Won’t our users think we suck?

But, if we release something that’s only half done, won’t our users think we suck and complain about the missing half?

The thing is, none of your users know what the 100% completed state is supposed to look like - only you do. If you play your cards right they will most likely never notice that something is amiss.

And if they do, this is valuable feedback. This means there are features they are missing. Not those fake kind of features that you’ve thought up, but real, actual features that will help the users in their daily use of your product.

And you know what, often those ideas from your users are completely different from what you imagined them needing. That’s where you want to focus your development time.

Won’t is cost more money?

But, if we release something, knowing fully well that we’ll change it later, won’t it cost us more money than doing it right from the get go?

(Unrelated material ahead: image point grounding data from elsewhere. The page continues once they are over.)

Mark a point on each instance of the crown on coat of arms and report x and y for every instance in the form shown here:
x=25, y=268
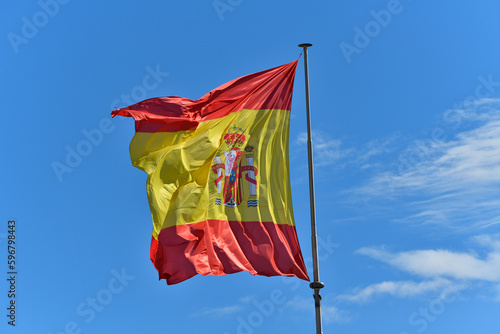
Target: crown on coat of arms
x=234, y=137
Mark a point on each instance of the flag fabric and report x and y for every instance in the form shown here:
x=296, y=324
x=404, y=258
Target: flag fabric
x=218, y=178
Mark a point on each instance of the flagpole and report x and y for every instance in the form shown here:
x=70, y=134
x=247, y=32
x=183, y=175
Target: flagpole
x=316, y=285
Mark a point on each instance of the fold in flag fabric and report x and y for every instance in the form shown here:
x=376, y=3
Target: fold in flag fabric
x=218, y=178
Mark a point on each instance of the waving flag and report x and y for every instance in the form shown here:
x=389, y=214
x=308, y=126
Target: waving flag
x=218, y=178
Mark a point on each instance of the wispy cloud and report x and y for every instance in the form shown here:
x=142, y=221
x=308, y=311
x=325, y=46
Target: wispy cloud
x=443, y=271
x=400, y=289
x=327, y=151
x=454, y=182
x=444, y=263
x=330, y=313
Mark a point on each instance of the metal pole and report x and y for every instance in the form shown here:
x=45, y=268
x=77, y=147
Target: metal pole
x=316, y=285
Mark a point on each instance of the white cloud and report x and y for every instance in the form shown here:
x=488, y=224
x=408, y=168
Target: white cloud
x=330, y=313
x=435, y=263
x=333, y=314
x=400, y=289
x=454, y=183
x=443, y=269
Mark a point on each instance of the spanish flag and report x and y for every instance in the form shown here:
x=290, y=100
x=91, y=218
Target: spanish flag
x=218, y=178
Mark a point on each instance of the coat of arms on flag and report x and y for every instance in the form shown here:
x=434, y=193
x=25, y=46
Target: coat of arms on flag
x=229, y=170
x=218, y=178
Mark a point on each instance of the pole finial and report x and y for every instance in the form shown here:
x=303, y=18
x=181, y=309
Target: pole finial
x=305, y=45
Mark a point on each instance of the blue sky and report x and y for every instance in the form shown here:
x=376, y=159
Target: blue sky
x=405, y=100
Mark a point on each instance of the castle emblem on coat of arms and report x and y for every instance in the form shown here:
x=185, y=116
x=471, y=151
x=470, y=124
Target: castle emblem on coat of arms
x=229, y=170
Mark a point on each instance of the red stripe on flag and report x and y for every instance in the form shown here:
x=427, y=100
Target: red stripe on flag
x=216, y=247
x=269, y=89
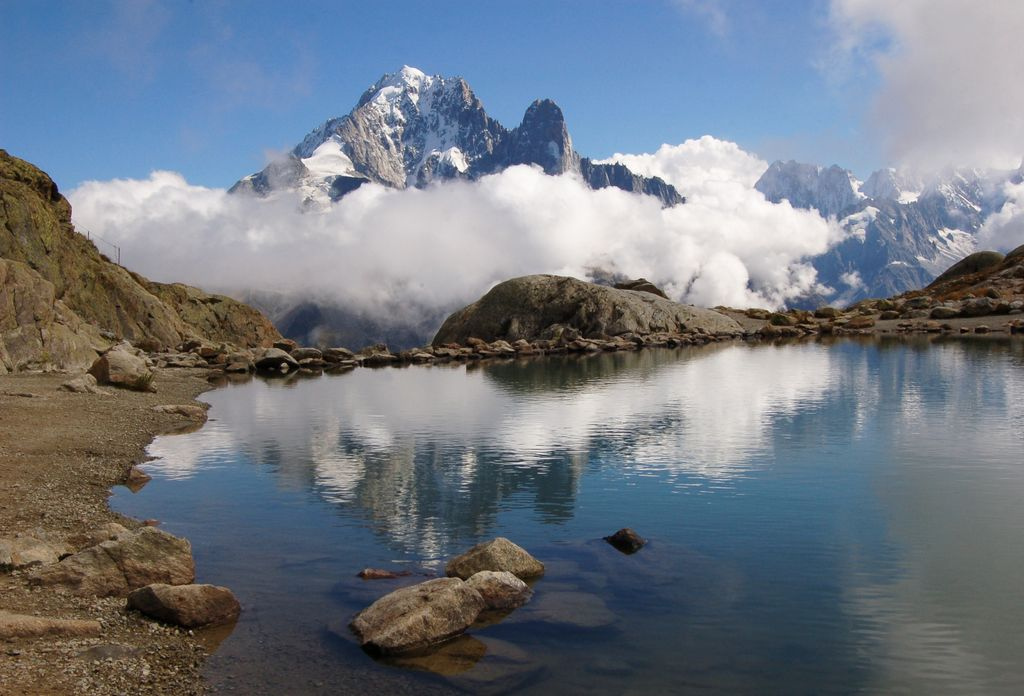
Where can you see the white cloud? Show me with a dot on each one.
(950, 70)
(1004, 230)
(444, 246)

Well, yes, it probably will - on a feature by feature basis. But in the long run, when you factor in all the times where you end up not building the entire feature, you’ll come out ahead. And then there are all the times where you end up building what the users actually needed, not what you thought they needed.

And imagine this; as you’ve been building 4 different features, one iteration at a time, your users have actually been able to draw benefit from all 4.

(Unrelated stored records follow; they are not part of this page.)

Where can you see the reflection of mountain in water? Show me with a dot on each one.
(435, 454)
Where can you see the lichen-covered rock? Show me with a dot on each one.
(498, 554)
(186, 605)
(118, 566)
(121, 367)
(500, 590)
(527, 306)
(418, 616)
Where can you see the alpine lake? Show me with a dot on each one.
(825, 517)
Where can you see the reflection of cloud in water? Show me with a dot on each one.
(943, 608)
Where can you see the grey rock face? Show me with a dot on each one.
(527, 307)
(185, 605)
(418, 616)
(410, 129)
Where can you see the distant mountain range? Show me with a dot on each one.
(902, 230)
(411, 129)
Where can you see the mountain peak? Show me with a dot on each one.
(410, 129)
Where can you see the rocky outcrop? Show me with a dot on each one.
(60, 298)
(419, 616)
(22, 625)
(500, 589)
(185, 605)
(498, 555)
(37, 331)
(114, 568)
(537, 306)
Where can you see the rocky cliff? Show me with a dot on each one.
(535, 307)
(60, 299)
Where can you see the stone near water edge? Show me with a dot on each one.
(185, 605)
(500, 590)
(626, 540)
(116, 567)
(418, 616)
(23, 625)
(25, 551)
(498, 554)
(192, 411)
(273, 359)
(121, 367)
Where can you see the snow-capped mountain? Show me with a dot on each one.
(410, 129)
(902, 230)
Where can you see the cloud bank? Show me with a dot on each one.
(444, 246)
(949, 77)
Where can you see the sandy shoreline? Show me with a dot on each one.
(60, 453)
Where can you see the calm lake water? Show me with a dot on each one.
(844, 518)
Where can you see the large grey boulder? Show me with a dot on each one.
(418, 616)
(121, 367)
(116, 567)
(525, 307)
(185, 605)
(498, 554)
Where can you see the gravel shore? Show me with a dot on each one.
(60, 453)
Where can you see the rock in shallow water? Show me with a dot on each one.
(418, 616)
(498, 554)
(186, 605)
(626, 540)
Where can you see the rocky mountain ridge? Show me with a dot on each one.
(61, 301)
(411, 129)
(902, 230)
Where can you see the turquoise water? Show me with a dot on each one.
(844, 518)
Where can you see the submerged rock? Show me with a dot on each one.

Will the project ever be finished?

But, if we only build itsy bitsy parts of each feature all the time, how will ever be 100% completely done with any feature?

The harsh reality of software development is you’re never done. There is always something that can be tweaked, improved, made more usable, faster, you name it.

This is a core point in incremental development. Since we know that we’ll be tweaking and improving a feature forever - we might as well accept it and plan for it.

The definition of “done” is one you have to define for yourself.